The more you progress through the game, the more you’re introduced to various different level designs. These provided ample visual diversity that helped to maintain my attention. The icy portions in particular help to break the monotony of hopping from one stage to the next. If you’ve never before experienced icy levels in a platformer then it might be a good idea to sneak some practice in before you charge full steam ahead as they can be a serious undertaking!
As mentioned earlier on, Lumo provides hits of nostalgia and gives nods to classic games. For example some of the stages take inspiration from great classics like Pac-Man whereby you have to catch each of the four “ghosts” in order to progress further.
While Lumo is not the most aesthetically pleasing game to look at it does have plenty of charm. Its respect towards classic gaming makes the whole experience one worth trying but it’s not an experience that’s completely without issues.
One of the issues I experienced was regarding the stage designs; it can be tricky to find your footing. There will be many sections where you have to jump over hazardous objects and pits of spikes or fire streams and unless you’re good at judging distance, it might be difficult to tackle even the simplest of obstacles. The isometric viewpoint can make the game more difficult due to having to get used to the angular gameplay.

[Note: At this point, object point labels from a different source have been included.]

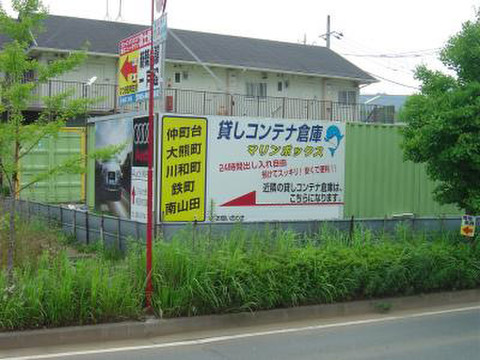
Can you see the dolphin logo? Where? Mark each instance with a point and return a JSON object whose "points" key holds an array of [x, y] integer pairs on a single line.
{"points": [[333, 132]]}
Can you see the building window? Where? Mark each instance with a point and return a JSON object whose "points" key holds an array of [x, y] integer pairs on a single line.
{"points": [[178, 77], [347, 97], [257, 90]]}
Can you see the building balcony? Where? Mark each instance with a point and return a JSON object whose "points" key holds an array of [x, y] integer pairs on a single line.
{"points": [[196, 102]]}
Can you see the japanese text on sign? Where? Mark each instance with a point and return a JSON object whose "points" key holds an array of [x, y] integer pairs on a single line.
{"points": [[184, 142]]}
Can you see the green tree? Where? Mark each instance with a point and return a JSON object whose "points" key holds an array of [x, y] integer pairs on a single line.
{"points": [[17, 136], [443, 121]]}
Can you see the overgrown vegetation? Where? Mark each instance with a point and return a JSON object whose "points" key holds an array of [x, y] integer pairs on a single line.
{"points": [[199, 274], [443, 122]]}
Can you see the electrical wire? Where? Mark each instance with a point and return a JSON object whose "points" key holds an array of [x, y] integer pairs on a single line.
{"points": [[394, 82]]}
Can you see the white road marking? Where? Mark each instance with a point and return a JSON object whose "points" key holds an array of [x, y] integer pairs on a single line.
{"points": [[239, 336]]}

While playing through the game another one of the negatives that I experienced was to do with the music. While I thoroughly enjoyed the soundtrack (composed by DopeDemand) I found myself having a difficult time absorbing the games atmosphere due to the room-to-room audio pause you get when loading between stages.
Developer Gareth Noyce has spoken about his appreciation for isometric adventure games in his director’s commentary videos on YouTube, and this really is noticeable when you play through his creation. Few video games these days really use isometric views and angular control mechanics and though this might deter some gamers I do recommend you give it a go. Some might dismiss the game as just another small indie title but in reality it is far from it. Lumo is actually an extremely lengthy and vast game; there are 400 individual rooms to journey through which should keep you busy for a while.
Gareth Noyce has created what many would consider an ode to classic gaming and rightly so. Despite its flaws, Lumo provides a wonderful experience into a classic genre. It purposefully fails to handhold the player through the puzzling challenges that await and while the gameplay is likely to test player’s patience, it is still a very addictive and fun experience. The fact that Lumo offers little in terms of a story doesn’t really matter, because it does so well in ensuring the player is captivated throughout with wonderful sounding music, difficult and tense puzzle sections and most importantly, an entertaining experience that is a joy to play on the Playstation Vita.